FAR 14.503—Procedures.
Contents
- 14.503-1
Step one.
FAR 14.503-1 explains how step one of two-step sealed bidding works, from the initial request for technical proposals through evaluation, clarification, notice of unacceptability, late proposals, and what happens if the two-step process must be discontinued. It tells contracting officers what must be included in the request for technical proposals, including the description of supplies or services, the intent to use two-step bidding, proposal content requirements, evaluation criteria, the prohibition on prices in technical proposals, submission deadlines, the effect of acceptable proposals in step two, and whether one or multiple technical proposals may be submitted. It also addresses optional delivery or performance information, protection and handling of proposals, removal of price data, the time allowed for evaluation, the acceptable/reasonably susceptible/unacceptable categories, when the Government may proceed directly to step two, how to request clarifications or additional information, how to notify offerors of unacceptability and provide debriefings, treatment of late technical proposals, and the file documentation and notice required if two-step sealed bidding is discontinued. In practice, this section is designed to keep step one fair, fast, and focused on technical acceptability so that only technically acceptable bids compete on price in step two. It also protects the integrity of the process by preventing price exposure, limiting discussions to the submitting offeror, and requiring clear records when the process changes course.
- 14.503-2
Step two.
FAR 14.503-2 explains how the second step of two-step sealed bidding works after step one has already screened and accepted technical proposals. This section covers four core subjects: who may receive the invitation for bids, what must be included in the IFB, how the IFB must describe the bidder’s obligation to follow both the specifications and the bidder’s own technical proposal, and how the solicitation is handled in public notice systems.
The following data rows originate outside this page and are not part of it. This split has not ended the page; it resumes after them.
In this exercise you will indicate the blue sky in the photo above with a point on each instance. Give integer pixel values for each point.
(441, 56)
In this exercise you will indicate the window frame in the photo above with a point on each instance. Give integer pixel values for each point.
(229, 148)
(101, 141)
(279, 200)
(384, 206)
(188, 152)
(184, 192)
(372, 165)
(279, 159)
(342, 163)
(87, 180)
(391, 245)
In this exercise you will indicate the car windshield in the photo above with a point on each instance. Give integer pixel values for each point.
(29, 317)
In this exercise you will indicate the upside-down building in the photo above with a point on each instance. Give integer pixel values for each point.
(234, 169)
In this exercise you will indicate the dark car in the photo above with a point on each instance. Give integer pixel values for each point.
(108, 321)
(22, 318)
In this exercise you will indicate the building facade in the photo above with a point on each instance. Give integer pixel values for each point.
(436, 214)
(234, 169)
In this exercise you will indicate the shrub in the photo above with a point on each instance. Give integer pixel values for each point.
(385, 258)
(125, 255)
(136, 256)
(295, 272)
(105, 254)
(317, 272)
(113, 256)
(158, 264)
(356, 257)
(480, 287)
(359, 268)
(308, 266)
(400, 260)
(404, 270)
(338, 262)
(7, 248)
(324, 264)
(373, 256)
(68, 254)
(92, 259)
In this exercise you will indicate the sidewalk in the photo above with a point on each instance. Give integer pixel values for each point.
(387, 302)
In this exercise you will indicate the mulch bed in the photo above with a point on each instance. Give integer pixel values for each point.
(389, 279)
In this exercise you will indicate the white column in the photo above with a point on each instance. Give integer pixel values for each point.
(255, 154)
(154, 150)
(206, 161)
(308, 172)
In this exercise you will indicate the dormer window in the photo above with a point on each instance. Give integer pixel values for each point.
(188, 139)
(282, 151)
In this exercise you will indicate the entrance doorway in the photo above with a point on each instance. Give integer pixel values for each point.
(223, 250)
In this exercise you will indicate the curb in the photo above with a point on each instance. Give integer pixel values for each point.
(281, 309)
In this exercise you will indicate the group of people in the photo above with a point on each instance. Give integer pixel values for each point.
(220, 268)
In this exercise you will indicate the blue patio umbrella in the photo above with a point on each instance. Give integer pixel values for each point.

It also addresses a separate transparency requirement to list the names of firms with acceptable step-one proposals on the Governmentwide point of entry (GPE) for the benefit of prospective subcontractors. In practice, this section is designed to preserve the efficiency of sealed bidding while ensuring that only technically acceptable sources compete in step two and that the government can hold bidders to the technical commitments they made in step one. It matters because it limits competition to qualified firms, prevents inconsistent public posting of the step-two IFB, and creates a subcontracting visibility mechanism for firms that may want to team or subcontract.